Hükümet, 16 Mart'ta okulların, restoran, kafe ve barların kapatılmasını, 3'ten fazla kişinin bir araya gelmesinin yasaklanmasını kararlaştırdı.
Mart başında seyahat uyarısı yapan Belçika ise, 18 Mart'ta zorunlu haller dışında sokağa çıkma yasağı, 20 Mart'ta da sınırılarını kapatma kararı aldı.
Belçika eve kapanırken, Hollanda'da halkın rahatça dışarı çıkmasına izin verildi. Mağazalar, pazarlar ve alışveriş merkezleri açık kalmaya devam etti.
Belçika Halk Sağlığı Araştırma Enstitisü'nden (Sciensano) Steven Van Gucht'e göre, Hollanda'daki durumun daha iyi olmasının nedeni, virüsün sadece belirli bölgelerde ortaya çıkması ve orada izole edilmesi.
Van Gucht, bunun kesin bilgi olmadığının altını çiziyor. Ancak Belçikalı uzmana göre, Şubat ayı sonundaki Karnaval kutlamalarının yapıldığı, Katolik nüfusun yoğun olduğu Kuzey Brabant ve Limburg eyaletlerinde ciddi biçimde salgın yaşanırken, bundan uzak kalan kuzey kesimlerin, daha sonra alınan önlemlerle korunmuş olması, akla yatkın bir seçenek.
Van Gucht'e göre, Belçika'da virüsün farklı bölgelerde ortaya çıkması, yayılmayı da arttırdı.
Hollanda'daki Erasmus Üniversitesi'nden enfeksiyon hastalıkları uzmanı Prof. Dr. Eric van Gorp ise Belçika'nın uyguladığı kapsamlı sokağa çıkma yasağı ile Hollanda tarafından uygulanan "akıllı yasak" arasında bir fark olmadığını savunuyor.
'Asıl önemli olan sosyal mesafe ve hijyen'
Van Gorp'a göre, virüse karşı asıl önemli olan tedbir, 1,5 metrelik sosyal mesafeyi korumak ve hijyen kurallarına uymak.
Hollandalı profesör salgınla mücadelede, ülkenin kültürüne uygun bir politika seçmesinin önemine işaret ederek "İnsanlar sadece neden yapmaları gerektiğini anladıklarında önlemlere bağlı kalırlar" diyor.

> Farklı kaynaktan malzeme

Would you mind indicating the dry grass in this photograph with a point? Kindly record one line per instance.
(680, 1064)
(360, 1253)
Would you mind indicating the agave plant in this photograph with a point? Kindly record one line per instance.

Hollandalı yetkililer de, halkın özellikle hijyen ve sosyal mesafe kurallarına sıkı sıkıya bağlı kalmasının, salgınla mücadeleye ciddi katkı sağladığı görüşünde.
Belçikalı yetkili Van Gucht ise, rakamların, ülkesinin bilimsel tavsiyeler sonucu aldığı önlemlerin işe yaradığını gösterdiğini savunuyor. Bu nedenle, sıkı önlemlere devam edilmesi gerektiğini söylüyor.
Hollanda Halk Sağlığı ve Çevre Enstitüsü'ne (RIVM) göre, son dönemde yapılan kan bağışları sonucu, toplumun yüzde üçünde koronavirüse karşı bir antikor gelişti.
Bunun birkaç yüz bin kişiye karşılık geldiğini belirten RIVM Başkanı Jaap van Dissel, yaşlılarda antikor gelişiminin daha az olduğuna işaret etti. Van Dissel, araştırmanın halen sürdüğünü bildirdi.